Phylogenetic hypothesis. We considered the phylogenetic relationships proposed by Hardy et al. (2013) as our working hypothesis, where two geographic clades are supported as species-level lineages. One species (spA) split ~2.5 million years ago (Ma) and comprises populations from Chiapas south into Central America (clade I; Figure 2). Species (spB) includes 3 haplogroups restricted to México, west of the Isthmus of Tehuantepec (Figure 2), whose most recent common ancestor was placed ~1.36 Ma (see Hardy et al. 2013). To assess support for this phylogenetic hypothesis (Hardy et al. 2013), and for alternative topological arrangements, we applied three methods for assessing species boundaries and species tree estimation (see below) that do not require a guide topology or species assignments to be specified a priori.
Single locus species delimitation. A time-calibrated Bayesian Inference (BI) analysis of Cyt-b for R. sumichrasti samples was run in BEAST2 v.2.6.2 (Bouckaert et al. 2014). We employed a prior rate of evolution of 0.017 substitutions per site per million years (Arbogast et al. 2002) and fossil calibrations (R. moorei, R. wetmorei, R. galushai, R. pratincola, R. rexroadensis, and R. sp.) with an offset of exponential prior for the age (in Ma) of the root (mean = 2.25, offset = 1.3, HD = 95 % between 1.5 to 5.5 Ma; Dalquest 1978; Czaplewski 1987; Martin et al. 2002; Morgan and White 2005; Lindsay and Czaplewski 2011; Martin and Peláez-Campomanes 2014). BI analysis consisted of four Markov chain Monte Carlo (MCMC) chains of 10 million generations, sampling trees every 1,000 generations and with a burn-in of 20 % of the trees. The last 100 trees sampled from each run were analyzed with 1 million generations of the Bayesian General Mixed Yule-Coalescent (bGMYC) model (Reid and Carstens 2012) in the computing environment R (R Core Team 2018). As advised by Reid and Carstens (2012), outgroup taxa were not included in this analysis. For all Bayesian analyses reported herein, stabilization and appropriate Effective Sample Sizes (ESS ≥ 200) of the posterior distributions for model parameters were examined in Tracer 1.8 (Rambaut et al. 2018).

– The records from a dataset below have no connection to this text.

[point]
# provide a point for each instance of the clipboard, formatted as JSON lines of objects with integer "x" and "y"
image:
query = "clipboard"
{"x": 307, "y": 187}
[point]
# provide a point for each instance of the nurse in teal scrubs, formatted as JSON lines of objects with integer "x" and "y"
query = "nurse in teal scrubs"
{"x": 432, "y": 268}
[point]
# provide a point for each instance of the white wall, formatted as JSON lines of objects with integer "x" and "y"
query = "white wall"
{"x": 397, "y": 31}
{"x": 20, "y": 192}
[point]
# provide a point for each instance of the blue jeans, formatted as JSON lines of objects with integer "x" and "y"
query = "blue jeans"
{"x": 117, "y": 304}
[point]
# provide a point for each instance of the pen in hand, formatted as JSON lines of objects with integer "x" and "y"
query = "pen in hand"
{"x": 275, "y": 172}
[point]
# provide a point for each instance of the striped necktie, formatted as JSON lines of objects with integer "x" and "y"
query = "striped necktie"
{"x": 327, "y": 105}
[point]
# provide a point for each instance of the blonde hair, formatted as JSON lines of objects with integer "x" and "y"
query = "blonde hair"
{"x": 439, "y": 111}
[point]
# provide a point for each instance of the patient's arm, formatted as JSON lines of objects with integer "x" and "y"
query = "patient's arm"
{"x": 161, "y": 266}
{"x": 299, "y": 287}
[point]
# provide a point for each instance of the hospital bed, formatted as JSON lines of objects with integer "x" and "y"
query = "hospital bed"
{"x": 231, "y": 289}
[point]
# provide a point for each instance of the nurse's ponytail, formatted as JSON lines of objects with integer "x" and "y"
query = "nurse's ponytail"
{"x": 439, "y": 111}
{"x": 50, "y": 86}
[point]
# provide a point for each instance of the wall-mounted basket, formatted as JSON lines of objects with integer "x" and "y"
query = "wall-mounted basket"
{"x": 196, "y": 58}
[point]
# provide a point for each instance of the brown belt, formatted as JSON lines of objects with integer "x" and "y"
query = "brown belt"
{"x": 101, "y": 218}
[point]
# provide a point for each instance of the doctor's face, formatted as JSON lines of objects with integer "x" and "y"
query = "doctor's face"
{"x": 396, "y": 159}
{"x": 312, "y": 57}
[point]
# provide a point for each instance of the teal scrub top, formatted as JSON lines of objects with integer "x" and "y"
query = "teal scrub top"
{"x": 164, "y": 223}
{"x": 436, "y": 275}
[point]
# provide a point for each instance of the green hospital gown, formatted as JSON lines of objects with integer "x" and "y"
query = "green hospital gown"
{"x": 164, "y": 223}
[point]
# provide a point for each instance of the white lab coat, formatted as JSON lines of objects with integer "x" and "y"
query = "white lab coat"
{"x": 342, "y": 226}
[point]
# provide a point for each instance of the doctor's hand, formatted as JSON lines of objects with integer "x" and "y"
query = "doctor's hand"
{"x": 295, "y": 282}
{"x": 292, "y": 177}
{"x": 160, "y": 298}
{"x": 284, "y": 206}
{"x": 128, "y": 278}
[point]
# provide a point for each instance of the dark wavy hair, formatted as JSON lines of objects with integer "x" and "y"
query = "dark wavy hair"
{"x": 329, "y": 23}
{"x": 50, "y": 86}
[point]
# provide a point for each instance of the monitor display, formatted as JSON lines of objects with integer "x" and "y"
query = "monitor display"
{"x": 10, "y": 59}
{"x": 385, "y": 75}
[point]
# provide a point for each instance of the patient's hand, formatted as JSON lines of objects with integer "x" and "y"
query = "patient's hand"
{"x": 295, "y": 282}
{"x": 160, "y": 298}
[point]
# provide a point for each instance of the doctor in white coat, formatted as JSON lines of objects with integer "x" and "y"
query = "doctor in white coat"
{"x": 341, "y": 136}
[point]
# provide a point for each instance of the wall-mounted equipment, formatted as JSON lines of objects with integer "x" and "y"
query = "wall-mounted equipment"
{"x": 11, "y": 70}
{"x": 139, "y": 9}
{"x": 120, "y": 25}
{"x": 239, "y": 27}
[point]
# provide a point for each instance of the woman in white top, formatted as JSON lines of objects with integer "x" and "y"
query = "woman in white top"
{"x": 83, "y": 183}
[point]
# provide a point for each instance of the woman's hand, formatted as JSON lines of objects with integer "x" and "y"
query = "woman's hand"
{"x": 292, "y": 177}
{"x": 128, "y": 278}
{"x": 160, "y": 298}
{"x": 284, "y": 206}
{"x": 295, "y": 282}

Time-calibrated multiple loci species delimitation. The multiple loci multiple species dataset was analyzed simultaneously with the multi-tree multi-species coalescent method (Heled and Drummond 2010) and the assignment-free species delimitation technique implemented in STACEY (Jones 2017), using BEAST2. The search strategy implemented in STACEY uses a birth-death-collapse prior to approximate alternative delimitation models and node re-height MCMC move that aims to improve the convergence of the species tree estimation, therefore, its performance is subject to the accuracy of divergence times estimation. As recommended, the analysis was run twice, the second time sampling from the prior only; for 100 million generations, trees were sampled every 5,000 generations. A Fossilized Birth-Death model was set on the speciation rate (Heath et al. 2014), time-calibrated as specified above. Topologies and clock rates from individual loci were left unlinked, and substitution rates among branches were drawn from a log-normal distribution with a prior mean rate of 0.017 substitutions per site per million years for the Cyt-b (Arbogast et al. 2002).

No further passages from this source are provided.